The conference setting and input by Council leaders, the mayor and keynote speakers combine to create a formal stage for the UN-style global negotiations.

This part of the event is closely structured to give ‘real-time’ experience in presentation, team-work, leadership and collaboration and to bring out the very best in the students. From their opening statements through debated questions to informal deal making on cross-cutting themes (cities, oceans, forests), all participants quickly gain confidence to speak in plenary, respond to others’ challenges and work together to make further progress towards more ambitious global targets.

Teacher feedback

  • ‘Very impressed by the organisation of the event, especially the opportunity it provides to certain individual students to experience such a conference, in reference to accessibility and inclusivity.’
  • ‘Students developed ability to speak concisely and use statistics as evidence for the points they were making; confidence in speaking; benefit of seeing relevance of geography in the world.’

Student feedback

  • Climate change is a much more serious problem than I thought
  • There are points of no return so we must act quickly
  • I want to spread the information I learned today, so that the Earth doesn’t become uninhabitable.

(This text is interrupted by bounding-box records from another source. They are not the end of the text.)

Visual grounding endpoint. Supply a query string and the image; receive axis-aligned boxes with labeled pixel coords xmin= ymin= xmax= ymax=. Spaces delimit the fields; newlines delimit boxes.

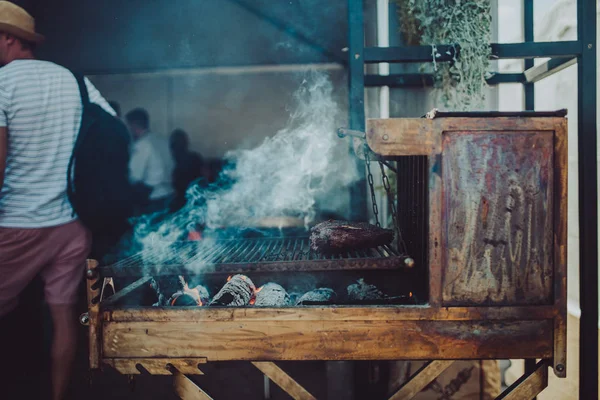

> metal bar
xmin=365 ymin=73 xmax=525 ymax=88
xmin=577 ymin=0 xmax=598 ymax=399
xmin=221 ymin=0 xmax=346 ymax=64
xmin=348 ymin=0 xmax=367 ymax=221
xmin=523 ymin=0 xmax=535 ymax=110
xmin=524 ymin=58 xmax=577 ymax=83
xmin=364 ymin=40 xmax=582 ymax=63
xmin=102 ymin=276 xmax=152 ymax=306
xmin=496 ymin=360 xmax=548 ymax=400
xmin=389 ymin=360 xmax=454 ymax=400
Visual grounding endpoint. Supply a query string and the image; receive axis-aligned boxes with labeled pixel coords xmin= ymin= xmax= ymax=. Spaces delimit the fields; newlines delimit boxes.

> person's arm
xmin=0 ymin=81 xmax=10 ymax=190
xmin=83 ymin=78 xmax=117 ymax=116
xmin=0 ymin=126 xmax=8 ymax=190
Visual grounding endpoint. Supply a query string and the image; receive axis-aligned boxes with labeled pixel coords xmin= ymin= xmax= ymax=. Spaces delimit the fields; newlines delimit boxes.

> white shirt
xmin=0 ymin=60 xmax=115 ymax=228
xmin=129 ymin=132 xmax=174 ymax=200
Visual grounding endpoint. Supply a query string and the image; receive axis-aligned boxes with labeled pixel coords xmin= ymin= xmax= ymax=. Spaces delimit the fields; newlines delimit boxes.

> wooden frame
xmin=88 ymin=117 xmax=567 ymax=393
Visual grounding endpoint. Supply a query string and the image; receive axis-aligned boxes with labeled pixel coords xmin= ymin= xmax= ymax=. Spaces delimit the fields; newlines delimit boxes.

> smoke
xmin=129 ymin=70 xmax=359 ymax=268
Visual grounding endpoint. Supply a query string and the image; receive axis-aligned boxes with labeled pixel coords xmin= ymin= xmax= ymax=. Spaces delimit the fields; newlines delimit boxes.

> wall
xmin=90 ymin=64 xmax=347 ymax=158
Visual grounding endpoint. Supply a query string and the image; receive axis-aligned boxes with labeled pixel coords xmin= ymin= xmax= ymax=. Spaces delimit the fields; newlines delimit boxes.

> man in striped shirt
xmin=0 ymin=1 xmax=114 ymax=399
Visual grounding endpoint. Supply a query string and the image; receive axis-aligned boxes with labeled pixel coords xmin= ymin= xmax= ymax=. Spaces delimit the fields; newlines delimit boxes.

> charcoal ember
xmin=290 ymin=292 xmax=302 ymax=304
xmin=310 ymin=220 xmax=394 ymax=254
xmin=296 ymin=288 xmax=337 ymax=306
xmin=254 ymin=282 xmax=290 ymax=307
xmin=346 ymin=279 xmax=385 ymax=301
xmin=209 ymin=275 xmax=256 ymax=307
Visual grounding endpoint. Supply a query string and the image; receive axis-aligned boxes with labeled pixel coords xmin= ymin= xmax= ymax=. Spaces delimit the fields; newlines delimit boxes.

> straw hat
xmin=0 ymin=1 xmax=44 ymax=44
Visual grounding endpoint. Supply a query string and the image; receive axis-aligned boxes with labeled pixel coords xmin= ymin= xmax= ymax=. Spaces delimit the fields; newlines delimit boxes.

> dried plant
xmin=395 ymin=0 xmax=492 ymax=110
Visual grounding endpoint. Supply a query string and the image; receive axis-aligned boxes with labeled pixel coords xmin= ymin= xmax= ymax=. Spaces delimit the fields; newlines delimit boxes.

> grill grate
xmin=101 ymin=238 xmax=407 ymax=276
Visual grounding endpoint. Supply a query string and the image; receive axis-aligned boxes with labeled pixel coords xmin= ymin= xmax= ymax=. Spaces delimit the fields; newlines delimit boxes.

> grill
xmin=100 ymin=238 xmax=412 ymax=277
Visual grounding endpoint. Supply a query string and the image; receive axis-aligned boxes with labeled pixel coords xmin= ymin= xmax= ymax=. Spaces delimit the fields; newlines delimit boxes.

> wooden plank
xmin=102 ymin=276 xmax=152 ymax=307
xmin=103 ymin=306 xmax=557 ymax=322
xmin=367 ymin=118 xmax=442 ymax=156
xmin=102 ymin=358 xmax=206 ymax=375
xmin=88 ymin=304 xmax=103 ymax=369
xmin=252 ymin=361 xmax=316 ymax=400
xmin=173 ymin=368 xmax=213 ymax=400
xmin=103 ymin=320 xmax=554 ymax=361
xmin=496 ymin=360 xmax=548 ymax=400
xmin=553 ymin=118 xmax=568 ymax=378
xmin=442 ymin=131 xmax=554 ymax=306
xmin=389 ymin=360 xmax=454 ymax=400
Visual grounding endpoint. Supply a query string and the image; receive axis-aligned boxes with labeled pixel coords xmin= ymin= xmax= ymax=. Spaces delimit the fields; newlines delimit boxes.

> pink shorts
xmin=0 ymin=221 xmax=91 ymax=316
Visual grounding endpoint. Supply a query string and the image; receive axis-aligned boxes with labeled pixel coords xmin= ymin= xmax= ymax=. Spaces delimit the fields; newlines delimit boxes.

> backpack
xmin=67 ymin=73 xmax=134 ymax=244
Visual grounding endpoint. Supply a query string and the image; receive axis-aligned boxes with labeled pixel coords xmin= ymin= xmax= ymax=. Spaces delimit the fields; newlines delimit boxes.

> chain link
xmin=379 ymin=162 xmax=408 ymax=254
xmin=365 ymin=143 xmax=381 ymax=227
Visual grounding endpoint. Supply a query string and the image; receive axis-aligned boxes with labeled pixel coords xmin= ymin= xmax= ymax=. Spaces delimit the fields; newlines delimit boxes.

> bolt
xmin=79 ymin=313 xmax=90 ymax=326
xmin=85 ymin=268 xmax=98 ymax=280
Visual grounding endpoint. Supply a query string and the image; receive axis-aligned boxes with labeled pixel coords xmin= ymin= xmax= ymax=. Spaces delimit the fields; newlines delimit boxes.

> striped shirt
xmin=0 ymin=60 xmax=115 ymax=228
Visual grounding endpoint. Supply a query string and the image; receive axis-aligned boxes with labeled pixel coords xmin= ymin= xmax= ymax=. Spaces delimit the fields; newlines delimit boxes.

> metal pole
xmin=348 ymin=0 xmax=367 ymax=220
xmin=523 ymin=0 xmax=535 ymax=111
xmin=577 ymin=0 xmax=598 ymax=399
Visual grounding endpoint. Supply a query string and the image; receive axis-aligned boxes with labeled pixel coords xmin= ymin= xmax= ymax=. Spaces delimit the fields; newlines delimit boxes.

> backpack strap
xmin=71 ymin=71 xmax=90 ymax=107
xmin=67 ymin=71 xmax=90 ymax=216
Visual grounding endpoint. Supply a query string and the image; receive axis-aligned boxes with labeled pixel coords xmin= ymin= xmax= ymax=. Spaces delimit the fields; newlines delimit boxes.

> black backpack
xmin=67 ymin=73 xmax=135 ymax=244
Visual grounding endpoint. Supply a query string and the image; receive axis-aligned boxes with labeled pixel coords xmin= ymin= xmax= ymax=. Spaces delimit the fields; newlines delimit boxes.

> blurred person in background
xmin=125 ymin=108 xmax=174 ymax=214
xmin=169 ymin=129 xmax=205 ymax=211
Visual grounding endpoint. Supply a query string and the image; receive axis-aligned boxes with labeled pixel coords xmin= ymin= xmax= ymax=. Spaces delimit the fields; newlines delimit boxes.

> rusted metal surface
xmin=553 ymin=119 xmax=568 ymax=378
xmin=99 ymin=238 xmax=410 ymax=277
xmin=442 ymin=131 xmax=554 ymax=305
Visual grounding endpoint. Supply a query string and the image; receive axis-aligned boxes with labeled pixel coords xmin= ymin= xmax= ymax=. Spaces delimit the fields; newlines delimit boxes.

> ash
xmin=347 ymin=279 xmax=385 ymax=301
xmin=254 ymin=282 xmax=290 ymax=307
xmin=209 ymin=275 xmax=256 ymax=307
xmin=296 ymin=288 xmax=337 ymax=306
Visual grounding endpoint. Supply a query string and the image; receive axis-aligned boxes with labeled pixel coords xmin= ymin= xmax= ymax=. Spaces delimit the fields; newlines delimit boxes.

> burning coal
xmin=129 ymin=71 xmax=359 ymax=272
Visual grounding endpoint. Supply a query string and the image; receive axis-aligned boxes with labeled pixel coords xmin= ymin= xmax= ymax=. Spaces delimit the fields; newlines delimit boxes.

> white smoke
xmin=135 ymin=71 xmax=359 ymax=266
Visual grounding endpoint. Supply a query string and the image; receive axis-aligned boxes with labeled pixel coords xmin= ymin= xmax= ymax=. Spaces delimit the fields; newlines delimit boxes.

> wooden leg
xmin=389 ymin=360 xmax=454 ymax=400
xmin=252 ymin=361 xmax=316 ymax=400
xmin=496 ymin=360 xmax=549 ymax=400
xmin=171 ymin=367 xmax=213 ymax=400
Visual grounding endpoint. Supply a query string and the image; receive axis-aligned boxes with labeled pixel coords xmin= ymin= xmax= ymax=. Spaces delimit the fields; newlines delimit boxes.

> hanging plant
xmin=395 ymin=0 xmax=492 ymax=110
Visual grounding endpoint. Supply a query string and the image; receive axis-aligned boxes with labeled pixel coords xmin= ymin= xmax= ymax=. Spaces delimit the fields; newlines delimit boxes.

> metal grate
xmin=101 ymin=238 xmax=407 ymax=276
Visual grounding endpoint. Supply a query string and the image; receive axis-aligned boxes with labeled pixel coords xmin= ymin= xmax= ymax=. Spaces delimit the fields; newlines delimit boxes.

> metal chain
xmin=365 ymin=143 xmax=381 ymax=227
xmin=379 ymin=161 xmax=408 ymax=254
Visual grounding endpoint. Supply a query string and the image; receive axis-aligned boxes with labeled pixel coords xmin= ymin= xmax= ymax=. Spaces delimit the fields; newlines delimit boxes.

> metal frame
xmin=348 ymin=0 xmax=598 ymax=399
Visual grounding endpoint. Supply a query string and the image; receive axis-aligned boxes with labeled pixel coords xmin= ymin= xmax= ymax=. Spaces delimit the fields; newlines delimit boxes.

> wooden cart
xmin=86 ymin=112 xmax=567 ymax=399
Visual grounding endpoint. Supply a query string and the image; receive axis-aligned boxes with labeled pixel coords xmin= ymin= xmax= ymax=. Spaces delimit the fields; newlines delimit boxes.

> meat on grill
xmin=310 ymin=220 xmax=394 ymax=254
xmin=347 ymin=279 xmax=385 ymax=301
xmin=254 ymin=282 xmax=290 ymax=307
xmin=209 ymin=275 xmax=256 ymax=307
xmin=296 ymin=288 xmax=337 ymax=306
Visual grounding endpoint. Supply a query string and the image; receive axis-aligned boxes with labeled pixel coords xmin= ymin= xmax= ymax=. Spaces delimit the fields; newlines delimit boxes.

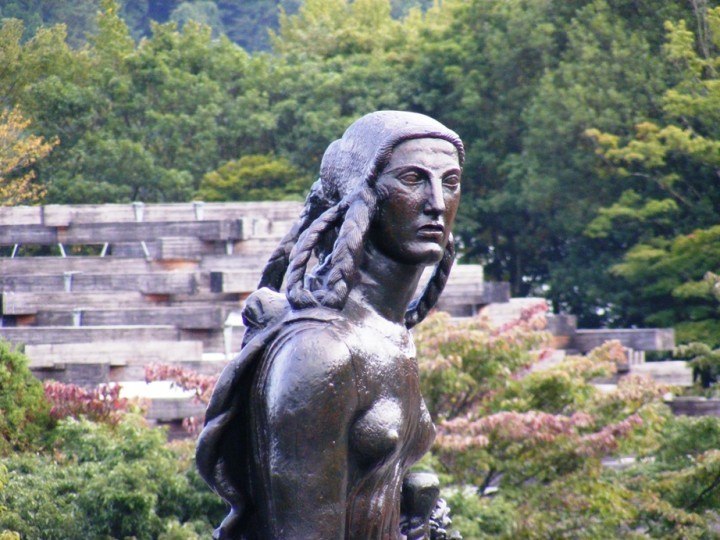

Students learn about the lived experience of climate change around the world and global responses, and have to think critically about issues of international development and climate justice. Their teachers also point to the great benefits for their students’ teamwork, communication skills, presentation, research, and generally coming out of their comfort zones. ‘The students will have gained SO MANY soft skills they won’t even be aware of!’

Teachers receive very accessible curriculum information about climate change and a full and dynamic experience that engages their students, and often reaches beyond to other students and parents as they share their experience. The team provides prompt communications and tailored support and will work hard to help overcome any hurdles to students’ participation.